Liputan6.com, Jakarta - Kementerian Kesehatan Republik Indonesia (Kemenkes RI) menyatakan bahwa lebih dari 1,8 juta anak Indonesia tidak mendapat imunisasi rutin lengkap, terhitung sejak 2018 hingga 2023. Kondisi ini mengakibatkan beragam kasus dan Kejadian Luar Biasa (KLB) Penyakit yang Dapat Dicegah Dengan Imunisasi (PD3I) seperti campak, difteri, polio, hingga batuk 100 hari terjadi di beberapa daerah sepanjang tahun kemarin.
Jumlah pasiennya pun tidak main-main. Sebanyak 136 kasus pada campak rubella, 103 kasus KLB difteri, delapan kasus polio, 14 kasus tetanus, dan 149 kasus batuk 100 hari.
Advertisement
Direktur Pengelolaan Imunisasi Kemenkes RI, Prima Yosephine, mengungkapkan kekhawatirannya terhadap situasi ini, terutama mengingat agenda imunisasi global seperti Eradikasi Polio dan eliminasi Campak Rubella pada 2026.
Ia khawatir agenda global itu tidak tercapai. "Kalau terus tidak ada kemajuan di lapangan, mungkin mimpi ini hanya akan jadi mimpi," katanya seperti dikutip dari situs Sehat Negeriku pada Rabu, 19 Maret 2024.
Menurut Prima, masih banyak anak yang belum diimunisasi karena beberapa alasan. Temuan UNICEF dan AC Nielsen pada kuartal kedua tahun 2023 menunjukkan bahwa 38 persen orang tua ogah membawa si Kecil imunisasi karena takut terhadap imunisasi ganda atau lebih dari satu suntikan. Padahal, lanjut Prima, imunisasi ganda sudah terjadi di banyak negara dan ini cukup aman.
Dan, yang lebih mengkhawatirkannya lagi, enggannya orang tua membawa anak imunisasi bukan berdasarkan pengalaman sendiri, melainkan mendengar omongan orang lain.
Sementara itu, sekitar 12 persen mengaku khawatir terhadap efek samping vaksin. Kekhawatiran ini didukung oleh 40 persen dari total responden yang menolak memberikan imunisasi pada anak mereka.
Penguatan Strategi Imunisasi Rutin
Untuk mengurangi angka anak yang belum mendapatkan imunisasi, penguatan strategi imunisasi rutin sangatlah penting. Salah satu pendekatan yang dapat dilakukan adalah memperkuat sisi suplai, termasuk kesiapan vaksin dan logistik, kesiapan wilayah, imunisasi kejar, imunisasi tambahan masal (ORI), kualitas tenaga kesehatan serta pencatatan dan pelaporan.

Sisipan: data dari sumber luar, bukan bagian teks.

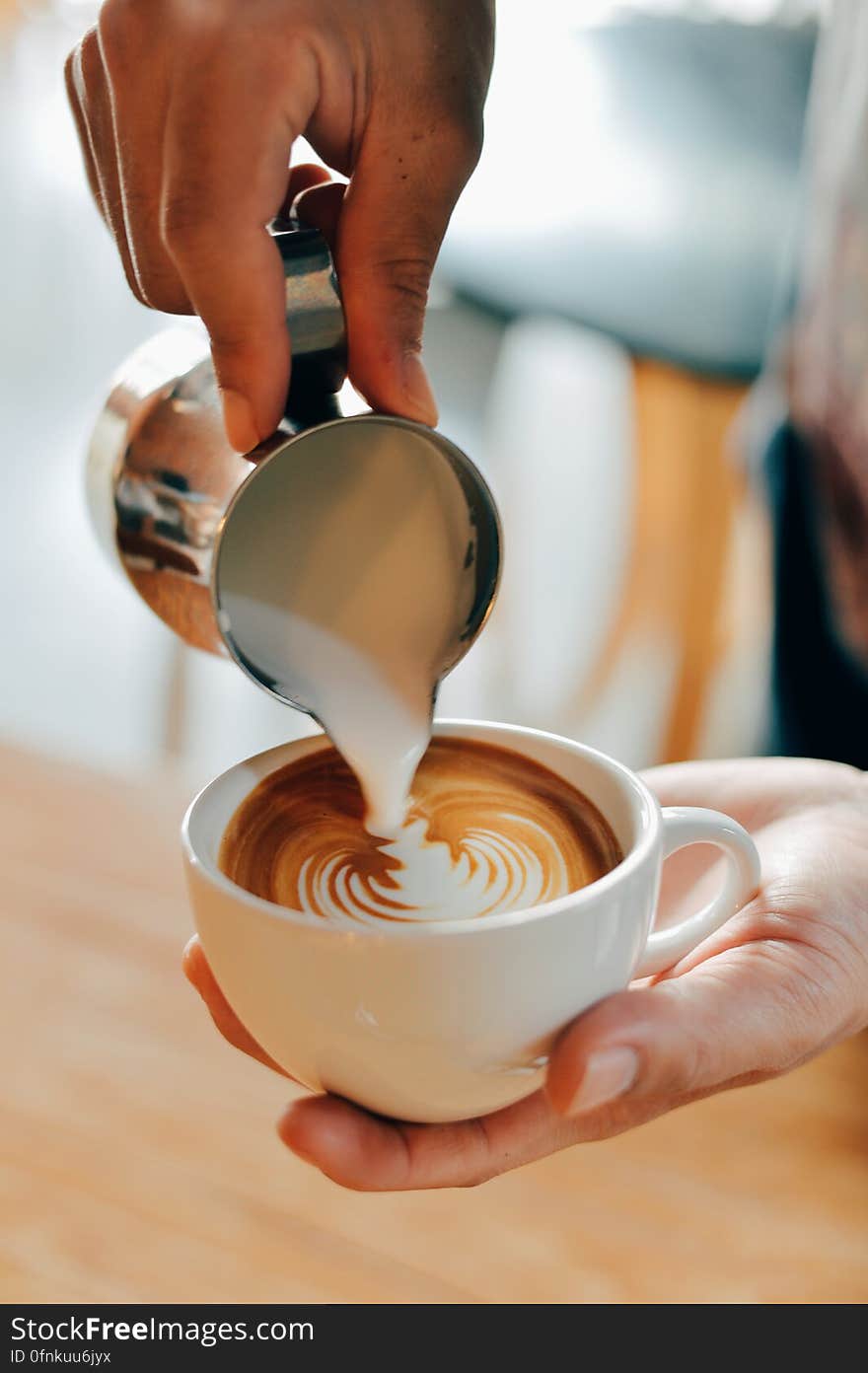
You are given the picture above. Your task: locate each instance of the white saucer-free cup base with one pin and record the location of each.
(451, 1019)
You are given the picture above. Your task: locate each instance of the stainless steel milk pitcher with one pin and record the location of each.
(164, 482)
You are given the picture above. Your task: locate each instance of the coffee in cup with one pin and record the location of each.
(488, 830)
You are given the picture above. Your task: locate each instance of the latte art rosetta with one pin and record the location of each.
(488, 831)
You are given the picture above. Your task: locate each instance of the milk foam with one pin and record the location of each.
(488, 831)
(345, 574)
(492, 874)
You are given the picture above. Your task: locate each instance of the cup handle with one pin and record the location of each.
(693, 826)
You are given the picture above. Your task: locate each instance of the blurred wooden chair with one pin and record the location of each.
(657, 199)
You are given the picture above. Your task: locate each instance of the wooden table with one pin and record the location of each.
(139, 1160)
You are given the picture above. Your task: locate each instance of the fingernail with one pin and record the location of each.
(417, 391)
(238, 419)
(608, 1075)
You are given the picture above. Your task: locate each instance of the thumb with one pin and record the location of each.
(395, 216)
(741, 1016)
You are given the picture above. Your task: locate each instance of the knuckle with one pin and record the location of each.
(87, 63)
(408, 276)
(112, 28)
(184, 225)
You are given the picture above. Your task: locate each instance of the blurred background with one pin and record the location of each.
(603, 304)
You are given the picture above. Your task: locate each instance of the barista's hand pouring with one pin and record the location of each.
(187, 112)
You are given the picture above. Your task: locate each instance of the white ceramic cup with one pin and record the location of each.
(443, 1020)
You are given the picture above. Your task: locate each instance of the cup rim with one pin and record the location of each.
(644, 802)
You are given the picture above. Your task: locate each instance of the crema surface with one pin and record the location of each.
(486, 831)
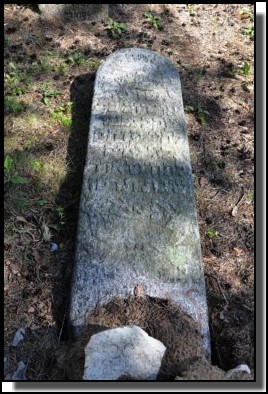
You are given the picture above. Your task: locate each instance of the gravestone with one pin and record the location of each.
(77, 12)
(138, 222)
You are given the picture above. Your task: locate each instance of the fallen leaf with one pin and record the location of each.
(19, 336)
(234, 211)
(21, 219)
(19, 374)
(6, 290)
(14, 268)
(36, 256)
(238, 251)
(46, 233)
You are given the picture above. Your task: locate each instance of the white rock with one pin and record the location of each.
(121, 351)
(239, 368)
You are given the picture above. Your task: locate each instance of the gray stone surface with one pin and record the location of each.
(78, 12)
(138, 219)
(125, 351)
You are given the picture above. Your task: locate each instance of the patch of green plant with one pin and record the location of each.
(18, 91)
(191, 8)
(94, 63)
(77, 58)
(14, 76)
(212, 233)
(116, 28)
(63, 114)
(60, 219)
(41, 66)
(10, 173)
(49, 94)
(36, 165)
(61, 68)
(200, 113)
(243, 68)
(154, 20)
(17, 200)
(245, 86)
(248, 31)
(250, 197)
(63, 119)
(13, 105)
(198, 74)
(246, 13)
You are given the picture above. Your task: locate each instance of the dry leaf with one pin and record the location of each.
(14, 268)
(238, 251)
(36, 256)
(19, 336)
(21, 219)
(234, 211)
(6, 290)
(45, 232)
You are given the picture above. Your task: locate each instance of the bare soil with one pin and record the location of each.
(215, 61)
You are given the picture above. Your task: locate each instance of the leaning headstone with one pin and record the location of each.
(123, 353)
(77, 12)
(138, 222)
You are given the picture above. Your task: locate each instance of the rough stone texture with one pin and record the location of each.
(78, 12)
(120, 353)
(138, 219)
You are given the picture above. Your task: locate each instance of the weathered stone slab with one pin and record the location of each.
(125, 351)
(78, 12)
(138, 219)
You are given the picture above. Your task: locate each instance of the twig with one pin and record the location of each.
(221, 291)
(63, 320)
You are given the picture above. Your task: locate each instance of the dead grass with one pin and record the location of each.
(211, 53)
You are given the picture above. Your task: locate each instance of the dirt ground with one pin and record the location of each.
(49, 79)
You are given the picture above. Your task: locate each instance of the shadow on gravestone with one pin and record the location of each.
(137, 221)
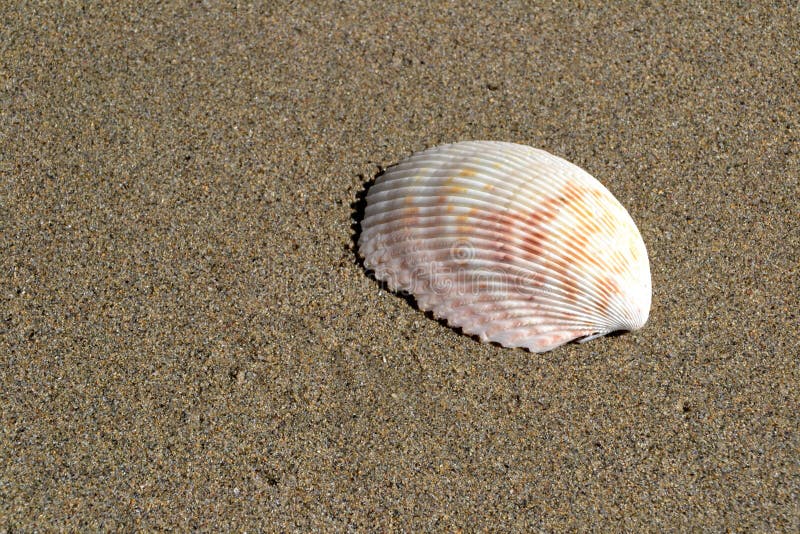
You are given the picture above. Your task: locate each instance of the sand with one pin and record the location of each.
(188, 341)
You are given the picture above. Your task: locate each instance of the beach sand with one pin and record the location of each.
(188, 340)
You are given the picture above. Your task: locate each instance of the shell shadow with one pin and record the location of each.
(358, 210)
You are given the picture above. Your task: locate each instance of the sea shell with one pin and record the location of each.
(508, 243)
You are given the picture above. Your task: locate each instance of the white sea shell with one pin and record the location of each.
(509, 243)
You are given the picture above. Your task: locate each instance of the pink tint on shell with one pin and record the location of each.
(509, 243)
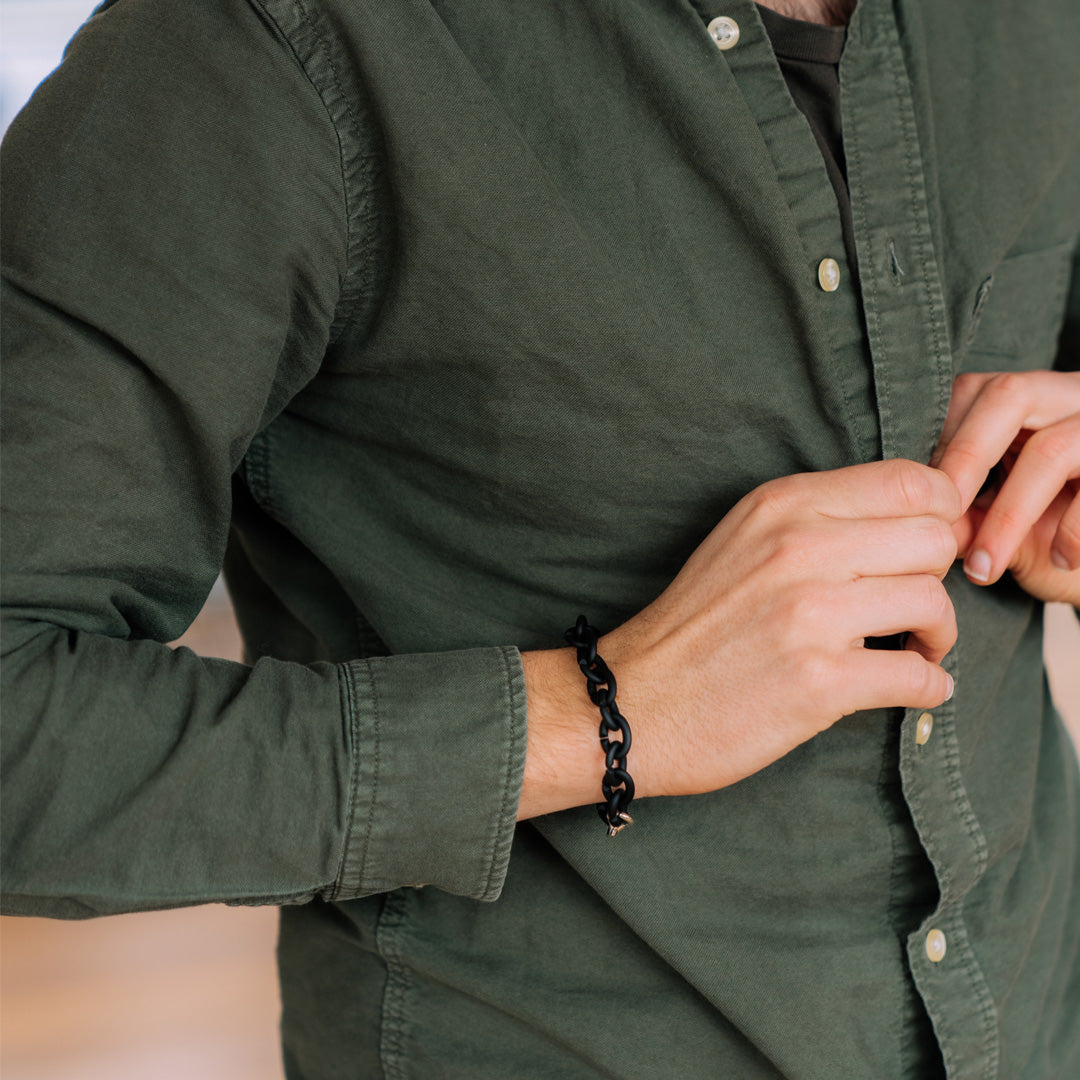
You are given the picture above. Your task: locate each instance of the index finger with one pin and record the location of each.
(893, 488)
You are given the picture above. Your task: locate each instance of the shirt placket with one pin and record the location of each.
(890, 372)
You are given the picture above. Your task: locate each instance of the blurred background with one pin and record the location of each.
(191, 993)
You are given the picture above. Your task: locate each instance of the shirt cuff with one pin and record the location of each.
(437, 748)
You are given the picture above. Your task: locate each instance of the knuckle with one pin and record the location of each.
(1068, 536)
(921, 678)
(773, 499)
(944, 545)
(1006, 521)
(795, 550)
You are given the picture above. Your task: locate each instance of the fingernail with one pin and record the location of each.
(977, 566)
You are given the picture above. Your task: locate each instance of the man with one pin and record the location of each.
(443, 323)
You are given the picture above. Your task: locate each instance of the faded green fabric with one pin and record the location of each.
(436, 324)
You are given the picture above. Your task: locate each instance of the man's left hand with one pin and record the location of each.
(1011, 444)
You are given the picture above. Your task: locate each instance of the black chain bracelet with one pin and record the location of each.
(618, 785)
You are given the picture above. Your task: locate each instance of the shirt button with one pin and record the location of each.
(922, 729)
(724, 31)
(828, 274)
(935, 946)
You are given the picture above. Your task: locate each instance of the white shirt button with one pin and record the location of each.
(828, 274)
(923, 727)
(724, 31)
(935, 946)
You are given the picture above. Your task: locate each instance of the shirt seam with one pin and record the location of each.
(345, 678)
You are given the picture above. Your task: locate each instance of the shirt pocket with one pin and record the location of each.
(1018, 311)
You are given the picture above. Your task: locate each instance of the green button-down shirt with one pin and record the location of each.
(439, 323)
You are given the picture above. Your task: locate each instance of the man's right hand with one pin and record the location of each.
(758, 643)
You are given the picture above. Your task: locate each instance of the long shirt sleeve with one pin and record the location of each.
(178, 237)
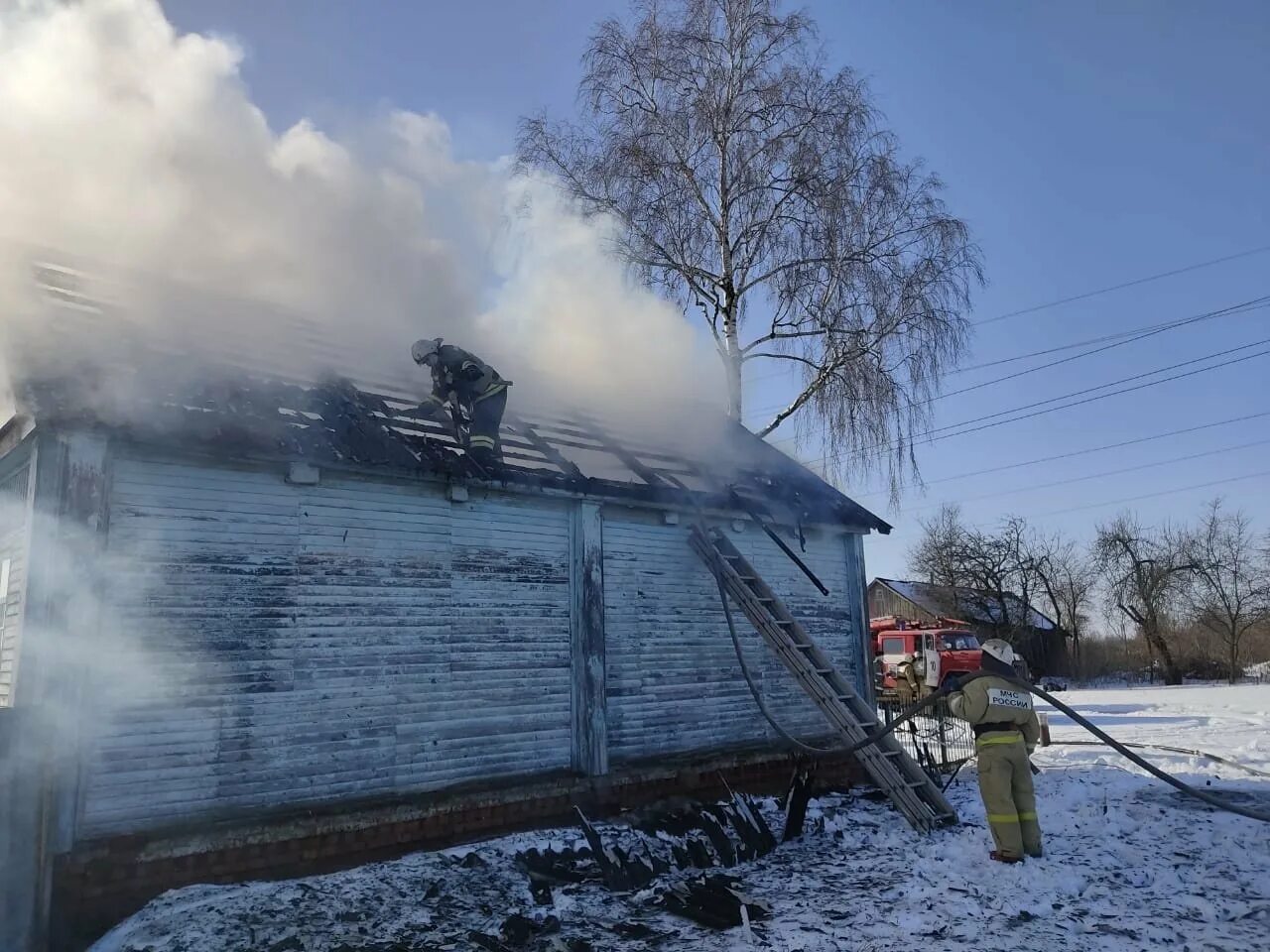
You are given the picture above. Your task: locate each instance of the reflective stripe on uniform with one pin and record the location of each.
(495, 388)
(1002, 739)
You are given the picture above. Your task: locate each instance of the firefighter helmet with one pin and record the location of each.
(998, 649)
(426, 348)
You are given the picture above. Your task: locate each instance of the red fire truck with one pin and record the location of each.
(915, 657)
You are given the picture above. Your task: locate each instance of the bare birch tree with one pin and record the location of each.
(1147, 572)
(1230, 592)
(1067, 576)
(761, 190)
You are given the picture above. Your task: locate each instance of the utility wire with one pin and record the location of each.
(942, 431)
(1084, 296)
(1098, 475)
(1125, 285)
(1084, 452)
(1241, 308)
(1153, 495)
(1115, 340)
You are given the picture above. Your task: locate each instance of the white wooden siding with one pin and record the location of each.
(314, 643)
(14, 525)
(675, 683)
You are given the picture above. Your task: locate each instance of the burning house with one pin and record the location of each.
(284, 627)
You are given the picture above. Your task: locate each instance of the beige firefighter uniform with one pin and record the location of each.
(1006, 731)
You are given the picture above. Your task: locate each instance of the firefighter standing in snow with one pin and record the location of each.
(1006, 731)
(467, 384)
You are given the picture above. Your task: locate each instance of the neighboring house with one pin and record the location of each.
(1032, 633)
(318, 635)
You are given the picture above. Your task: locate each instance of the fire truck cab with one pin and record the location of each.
(915, 657)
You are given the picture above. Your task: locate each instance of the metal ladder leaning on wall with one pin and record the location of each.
(908, 785)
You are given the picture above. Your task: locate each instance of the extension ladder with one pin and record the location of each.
(908, 785)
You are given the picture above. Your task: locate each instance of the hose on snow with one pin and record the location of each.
(1097, 733)
(1146, 765)
(1206, 756)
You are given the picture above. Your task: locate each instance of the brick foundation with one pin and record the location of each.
(102, 883)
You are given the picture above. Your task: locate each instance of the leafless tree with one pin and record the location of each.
(758, 188)
(1003, 572)
(1146, 572)
(1230, 590)
(1067, 576)
(993, 574)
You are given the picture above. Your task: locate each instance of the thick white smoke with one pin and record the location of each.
(140, 150)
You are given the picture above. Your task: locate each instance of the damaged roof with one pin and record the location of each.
(335, 422)
(255, 409)
(966, 604)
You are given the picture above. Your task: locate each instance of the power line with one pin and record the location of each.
(1256, 303)
(1120, 339)
(1124, 285)
(1084, 452)
(1098, 475)
(1153, 495)
(1075, 403)
(1083, 298)
(1095, 389)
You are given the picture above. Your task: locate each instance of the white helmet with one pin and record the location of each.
(426, 348)
(998, 649)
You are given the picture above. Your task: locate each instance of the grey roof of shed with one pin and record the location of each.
(966, 604)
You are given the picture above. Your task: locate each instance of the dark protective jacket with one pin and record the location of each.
(462, 377)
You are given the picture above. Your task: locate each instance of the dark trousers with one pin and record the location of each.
(484, 440)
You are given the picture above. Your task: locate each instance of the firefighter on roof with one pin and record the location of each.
(1006, 731)
(472, 389)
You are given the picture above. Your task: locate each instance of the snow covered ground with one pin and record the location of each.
(1130, 865)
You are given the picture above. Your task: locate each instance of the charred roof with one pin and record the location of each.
(335, 422)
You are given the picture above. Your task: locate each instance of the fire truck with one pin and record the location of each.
(913, 657)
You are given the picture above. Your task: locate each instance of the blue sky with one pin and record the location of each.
(1086, 145)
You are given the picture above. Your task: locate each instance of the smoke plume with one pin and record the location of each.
(136, 154)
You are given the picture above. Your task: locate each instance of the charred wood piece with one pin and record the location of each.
(714, 901)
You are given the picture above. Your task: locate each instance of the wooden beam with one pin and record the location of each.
(548, 451)
(60, 629)
(587, 630)
(633, 462)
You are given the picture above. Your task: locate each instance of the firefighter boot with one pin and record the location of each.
(1001, 758)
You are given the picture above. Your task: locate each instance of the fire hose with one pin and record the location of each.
(1092, 729)
(913, 710)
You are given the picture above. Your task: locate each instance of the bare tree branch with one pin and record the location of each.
(752, 184)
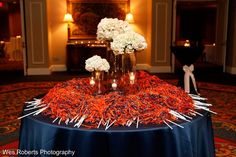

Penguatan juga perlu dilakukan dari sisi permintaan dengan aktif melakukan sosialisasi dan edukasi, pemberdayaan masyarakat dan pelibatan lintas sektor. Ketua Satgas Imunisasi Ikatan Dokter Anak Indonesia (IDAI), Prof Hartono Gunardi, menekankan perlunya imunisasi kejar untuk melengkapi imunisasi yang tertunda pada anak-anak.
Dalam pelaksanaanya, imunisasi kejar bisa dilakukan dapat dilakukan dengan memberikan imunisasi tanpa harus diulang dari awal atau melakukan program suntikan ganda yang telah terbukti aman dan efektif.
Advertisement
Program Imunisasi Aman
Menurut Ketua Komnas Kejadian Ikutan Pasca-Imunisasi (KIPI), Prof Hindra Irawan Satari, Indonesia telah melakukan program imunisasi pada anak dengan memberikan 450 juta suntikan imunisasi kepada 5 juta anak setiap tahunnya. Tingkat pelaporan efek samping imunisasi masih rendah dibandingkan dengan negara lain, yang menunjukkan bahwa imunisasi aman.
Bahkan, keamanan ini juga berlaku untuk suntikan ganda, dan berbagai penelitian menunjukkan bahwa tidak ada peningkatan signifikan dalam angka kejadian KIPI atau reaksi samping pasca-imunisasi. Meskipun kejadian KIPI ada, katanya, jumlahnya sangat rendah.